Greens/Farmers collect MPs' signatures to initiate referendum on amended Port Law

  • 2022-02-18
  • LETA/TBT Staff

RIGA - Lawmakers of the Union of Greens and Farmers have collected 36 MPs' signatures necessary to ask President Egils Levits to suspend the promulgation of the recently amended Port Law for two months. 

Article 72 of the Latvian Constitution obliges the president to suspend the promulgation of a law if so requested by not less than one-third of the members of the Saeima. "The law thus suspended shall be put to a national referendum if so requested by not less than one-tenth of the electorate," which would be an estimated 155,000 voters. 
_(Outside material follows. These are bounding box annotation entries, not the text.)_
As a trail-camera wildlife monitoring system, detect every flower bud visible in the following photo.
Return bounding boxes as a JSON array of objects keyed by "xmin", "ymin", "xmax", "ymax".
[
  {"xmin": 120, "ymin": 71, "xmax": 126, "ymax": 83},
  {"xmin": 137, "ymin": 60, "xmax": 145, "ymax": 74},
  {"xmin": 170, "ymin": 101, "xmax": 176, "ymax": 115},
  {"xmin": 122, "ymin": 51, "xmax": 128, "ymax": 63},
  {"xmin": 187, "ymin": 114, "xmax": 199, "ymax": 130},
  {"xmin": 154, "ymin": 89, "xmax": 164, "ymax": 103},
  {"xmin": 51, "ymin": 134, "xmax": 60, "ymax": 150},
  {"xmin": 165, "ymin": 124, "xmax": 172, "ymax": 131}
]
"If no such request is received during the aforementioned two-month period, the law shall then be proclaimed after the expiration of such period. A national referendum shall not take place, however, if the Saeima again votes on the law and not less than three-quarters of all members of the Saeima vote for the adoption of the law," the Constitution says. 
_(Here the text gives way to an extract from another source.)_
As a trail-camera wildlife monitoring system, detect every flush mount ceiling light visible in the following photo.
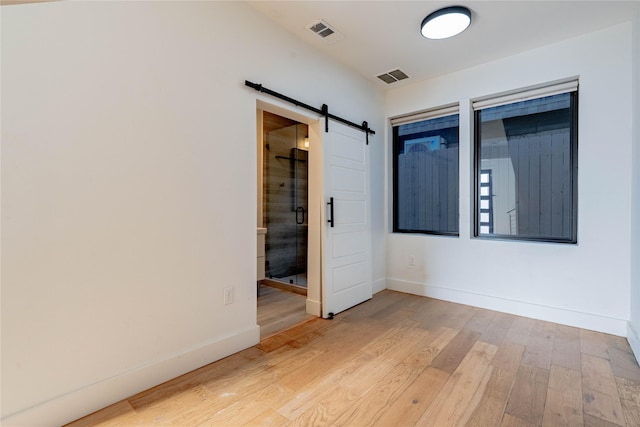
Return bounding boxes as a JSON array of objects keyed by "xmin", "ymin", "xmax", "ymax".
[{"xmin": 420, "ymin": 6, "xmax": 471, "ymax": 40}]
"Latvian ports are a great treasure of our country and they have to be managed with utmost care and responsibility. Sadly, we have to conclude that rushed and inconsiderate port management reforms are undermining and neglecting this treasure. They do not suggest of a responsible actions," Greens/Farmers representative Dace Karklina said, communicating the party's position to LETA. 

Opposition Saeima members claim that the amendments to the Port Law were adopted based on the political slogan on the necessity for a "simple port management reform" and believing that the transformation of the Riga and Ventspils port authorities into capital companies is a "formal matter not worthy of a Saeima debate". 
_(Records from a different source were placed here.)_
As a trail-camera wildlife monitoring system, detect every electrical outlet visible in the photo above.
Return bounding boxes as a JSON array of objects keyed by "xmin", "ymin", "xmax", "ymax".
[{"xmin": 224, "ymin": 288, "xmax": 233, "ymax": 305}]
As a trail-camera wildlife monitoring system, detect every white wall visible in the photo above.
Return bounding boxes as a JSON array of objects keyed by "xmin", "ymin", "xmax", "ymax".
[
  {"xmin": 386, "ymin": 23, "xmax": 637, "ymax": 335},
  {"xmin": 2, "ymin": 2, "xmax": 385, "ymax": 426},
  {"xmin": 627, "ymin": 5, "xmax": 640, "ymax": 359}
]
The parliamentarians argue that the amended Port Law sets an unacceptable precedent which "in the future will threaten the territorial and financial autonomy of any local authority" in Latvia through insufficiently debated, unsubstantiated and essentially needless administrative reforms. 

As reported, the amended Port Law passed the final reading in the Saeima on February 10. 

The law MPs were amending was titled Law on Ports, but the Saeima decided to rename it as Port Law.

According to the amendments, two companies will be established to manage the ports of Ventspils and Riga. The local governments will also be allowed to own shares in the state-controlled port companies on the condition that the state keeps at least two-thirds of the shares.

Once the bill comes into effect, the state and the respective local governments will have nine months to agree on establishing a state-owned company which will take over the functions of the Riga Port Authority and on the local government's involvement in Ventas Osta, the manager of Ventspils Port.

According to the amendments to the Law on Ports, the Ministries of Transport, Finance, Economics and Environmental Protection and Regional Development would be holding shares in the port companies on behalf of the state. The Transport Ministry will hold a 40 percent stake, and the Ministries of Finance, Economics, as well as Environmental Protection and Regional Development would each hold 20 percent in the state capital companies.

Private companies operating at the ports will be offered to join consultative councils of the ports' authorities, which will enable the companies to get involved in the ports' development and maintain dialog with the ports' authorities.